Job get stuck in CG state

The issue is linked to a missing component in the management software stack. We contacted HPE and are waiting for the problem to be fixed.

Fortran MPI program fails to start

If Fortran based program with MPI fails to start with large number of nodes (such as 512 nodes), add export PMI_NO_PREINITIALIZE=y to your batch script.

MPI job fails with PMI ERROR

To avoid job startup failures with [unset]:_pmi_set_af_in_use:PMI ERROR, add export PMI_SHARED_SECRET="" line to your batch script.

Job out-of-memory issues in standard partition

Some nodes of standard partition are leaking memory over time. A fix to detect these nodes (to restart/clean them) is on its way, but meanwhile one can use a workaround to specify the memory required per node to something that should be available. Use e.g. --mem=225G in your slurm script.

Job crashes because of a faulty node

_When you run into an issue that a job crash on LUMI could have caused by a faulty node, please remember first to question your code and the libraries that it uses. Out-of-memory messages do not always result from a system error. Also, note that segmentation violations are usually application or library errors that will not be solved by rebooting a node.

If you suspect that the job has crashed because of a faulty node:

  • Check whether the node health check procedure has caught the crash and drained the node with the command:

    sinfo -R --nodes=$(sacct -n -j <jobid> --format=nodelist --json | jq -r ".jobs[0].steps[1].nodes.list | .[]" | paste -sd ',')
    
    Example:
    sinfo -R --nodes=$(sacct -n -j 123456 --format=nodelist --json | jq -r ".jobs[0].steps[1].nodes.list | .[]"  | paste -sd ',')
    

  • Send a ticket to LUMI service desk identifying the job id, the error you got, and any other information you could provide to help find the source of the fault.
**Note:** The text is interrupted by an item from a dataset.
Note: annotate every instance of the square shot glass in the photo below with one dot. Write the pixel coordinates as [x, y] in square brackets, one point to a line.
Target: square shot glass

  • If you want to re-run a job and have a list of nodes to exclude, check the health status of these nodes to see if you could include them again, rather than having an ever-increasing list of nodes to exclude. The command to check health of the nodes on your exclude list is:

    sinfo -R --nodes=<list_of_nodes>
    
    Example:
    sinfo -R --nodes=nid[005038,005270]
    
    Another example:
    sinfo -R --nodes=nid005038,nid005270
    

  • You might also want to check if a node has been booted since the last time it gave an error. Command to do this is:

    scontrol show node <list_of_nodes> | grep "NodeName\|BootTime" | awk '{print $1}'
    

  • Also, note that all errors are not due to problems with nodes as such, but might have to do with network issues.